With the atomic road and intersection patch defined as the skeleton of our map, we are able to match the moving data collection vehicle to an atomic road or an intersection in the road network. Now we proceed to the proposed methodology for automatic map generation.
IV METHOD

*Optionally, LIDARs could be included as on-board sensors. See section IV-B for details and result comparison.
To automatically generate the lane-level map in densely urbanized areas, our proposed approach takes in signals from the on-board camera and LIDAR (optional) and utilizes OSM as the skeleton for our road network. As shown in Figure 4, the proposed method consists of three major components: semantic segmentation of the camera image, BEV accumulation and particle filter lane exploration, and intersection lane inference.

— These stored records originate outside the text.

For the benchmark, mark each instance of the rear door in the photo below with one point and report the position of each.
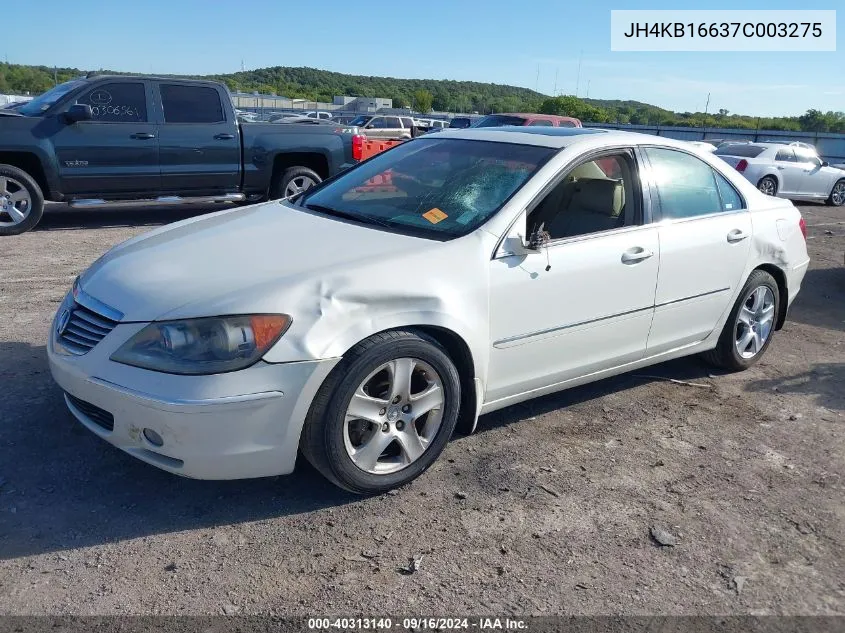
(790, 169)
(116, 152)
(584, 303)
(199, 142)
(705, 236)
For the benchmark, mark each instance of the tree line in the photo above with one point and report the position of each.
(425, 95)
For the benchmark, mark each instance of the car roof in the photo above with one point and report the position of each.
(557, 137)
(533, 115)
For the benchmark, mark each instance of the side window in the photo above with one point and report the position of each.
(190, 104)
(117, 102)
(598, 195)
(731, 200)
(686, 185)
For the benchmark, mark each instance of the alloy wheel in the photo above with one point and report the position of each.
(298, 185)
(767, 186)
(15, 202)
(754, 322)
(837, 196)
(393, 416)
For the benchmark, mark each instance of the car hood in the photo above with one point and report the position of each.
(236, 261)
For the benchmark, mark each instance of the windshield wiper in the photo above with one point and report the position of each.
(363, 219)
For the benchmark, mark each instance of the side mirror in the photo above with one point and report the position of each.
(78, 112)
(537, 240)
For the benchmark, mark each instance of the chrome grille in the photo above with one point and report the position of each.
(84, 329)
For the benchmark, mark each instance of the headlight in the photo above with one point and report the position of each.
(210, 345)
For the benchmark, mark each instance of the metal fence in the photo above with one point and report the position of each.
(831, 147)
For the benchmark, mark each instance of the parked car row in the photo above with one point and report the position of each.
(129, 140)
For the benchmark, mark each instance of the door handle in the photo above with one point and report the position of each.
(736, 236)
(636, 255)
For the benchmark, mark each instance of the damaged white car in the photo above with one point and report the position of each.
(364, 322)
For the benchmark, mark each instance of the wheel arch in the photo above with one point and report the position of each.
(775, 177)
(783, 290)
(31, 164)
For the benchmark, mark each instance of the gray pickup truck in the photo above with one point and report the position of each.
(152, 140)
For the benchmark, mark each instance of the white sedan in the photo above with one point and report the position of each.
(363, 322)
(792, 171)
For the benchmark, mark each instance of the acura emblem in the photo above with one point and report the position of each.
(61, 323)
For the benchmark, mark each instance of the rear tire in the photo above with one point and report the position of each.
(21, 201)
(768, 185)
(750, 327)
(405, 435)
(292, 181)
(837, 194)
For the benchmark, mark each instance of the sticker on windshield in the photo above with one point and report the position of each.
(435, 215)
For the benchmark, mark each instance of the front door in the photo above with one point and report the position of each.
(584, 303)
(200, 142)
(116, 152)
(705, 237)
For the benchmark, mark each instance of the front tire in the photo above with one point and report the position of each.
(384, 414)
(293, 181)
(768, 185)
(750, 325)
(837, 194)
(21, 201)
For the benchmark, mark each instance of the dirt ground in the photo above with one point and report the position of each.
(546, 510)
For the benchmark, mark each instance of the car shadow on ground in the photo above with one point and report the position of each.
(60, 217)
(820, 301)
(824, 381)
(61, 487)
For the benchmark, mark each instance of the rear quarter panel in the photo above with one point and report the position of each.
(263, 142)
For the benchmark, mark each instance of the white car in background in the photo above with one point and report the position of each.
(792, 171)
(362, 324)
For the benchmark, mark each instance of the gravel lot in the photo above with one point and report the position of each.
(546, 510)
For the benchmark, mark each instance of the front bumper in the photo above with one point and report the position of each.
(224, 426)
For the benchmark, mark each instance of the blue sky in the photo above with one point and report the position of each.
(484, 40)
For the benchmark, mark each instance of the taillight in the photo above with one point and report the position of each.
(357, 146)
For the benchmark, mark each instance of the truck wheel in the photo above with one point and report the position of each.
(21, 201)
(292, 181)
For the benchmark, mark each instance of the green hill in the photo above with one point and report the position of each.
(449, 96)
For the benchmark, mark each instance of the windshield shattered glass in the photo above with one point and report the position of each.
(434, 188)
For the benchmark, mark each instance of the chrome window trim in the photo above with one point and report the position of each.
(658, 206)
(645, 189)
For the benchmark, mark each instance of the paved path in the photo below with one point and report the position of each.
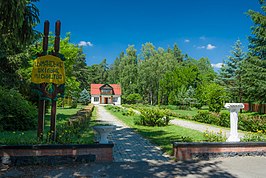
(202, 127)
(238, 167)
(129, 146)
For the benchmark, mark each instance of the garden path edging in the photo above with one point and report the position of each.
(189, 151)
(55, 154)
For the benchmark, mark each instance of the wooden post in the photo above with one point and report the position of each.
(41, 112)
(53, 111)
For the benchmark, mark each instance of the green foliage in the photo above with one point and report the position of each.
(245, 122)
(16, 113)
(133, 98)
(207, 117)
(84, 97)
(214, 137)
(254, 137)
(153, 117)
(231, 73)
(125, 112)
(216, 96)
(254, 67)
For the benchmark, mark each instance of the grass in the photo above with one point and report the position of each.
(162, 136)
(30, 137)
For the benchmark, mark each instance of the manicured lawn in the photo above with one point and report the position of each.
(30, 137)
(162, 136)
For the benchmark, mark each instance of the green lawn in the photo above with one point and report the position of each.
(162, 136)
(30, 137)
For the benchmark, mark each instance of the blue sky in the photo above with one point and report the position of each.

In corresponding maps, we started with a coarse OSM map skeleton, went through the road semantic and reference trajectory generation, and ended with a lane-level HD map.
IV-A Semantic understanding of the scene
Drivable areas and lanes are defined by the road markings painted on the road surface. Although there are many previous works for detecting lane markings from cameras or LiDAR, they are mostly focusing on straight road such as highway, where the shape of lane markings are able to approximate by simple polynomial-like functions. However, lane markings in the urban area are more complicated: as shown in Figure 1, there are numerous lane splitting (A), and frequent stop lines (D). More importantly, a lot of roads in urban environment have broken or no road markings at all (B and C).
Therefore, instead of only extracting lane markings from camera images, we consider this problem as a semantic segmentation problem and infer both drivable area and lane markings from camera images. We are particularly interested in ego lanes, 2 neighboring lanes on each side of the ego lane, dashed lanes, solid lanes, stop lines, and cross-walks. These semantic instances forms the foundation to our understanding of the current drivable area. Considering both lanes and lane markings is especially efficient for urban scenes as the lane markings might be missing, and some drivable areas may be confused with parking zones. Outputs of this network are lane markings, and these drivable areas are shown in the semantic understanding module of Figure 4.
IV-B BEV accumulation and atomic road structure estimation
After the road semantics are extracted from camera images, these semantics are projected to the ground plane of map coordinates. These projected BEV views are then accumulated together for each semantic segments mentioned in Section IV-A to form a base for geometrical representation of the atomic road. For the scope of the semantic mapping problem, we assume that the pose of the ego vehicle is given from auxiliary sensors or algorithms.
For the BEV projection, most previous works assume a flat ground as the general road model. Thus, given the intrinsic and the estimated camera height, one could easily project the image onto the ground as shown in 5-b. However, such estimation is over-simplified in the city scenes as the road is not always flat. For urban areas, undulating road surfaces, either purposefully designed for draining purposes or accidentally caused by lack of maintenance, are common. Some poorly maintained roads even has potholes. 5-b shows that by simply assuming a flat surface of the road, the BEV projection could be largely distorted.
We propose to optionally use a corresponding LIDAR scan for ground topography estimation, and then project the image on to such topography mesh for better results. To generate the ground mesh from sparse point clouds, we process the synchronized LIDAR point cloud through a Delaunay Triangulation supported by [opencv_library]. The generated triangular mesh for the scene could be seen in 5-a. After topography correction, the BEV projection could be seen in Figure 5-c, where the distorted cross-walk markings are rectified. Qualitatively, the LIDAR-corrected semantic maps are more towards a realistic representation of the scene as shown in 6. Without the LIDAR topography correction, the road surface is distorted, making it challenging for following-up modules to develop reference trajectory. To further demonstrate the improvement of using the true ground topography, we include an ablation study of the map quality with/without the LIDAR correction in Section V-B.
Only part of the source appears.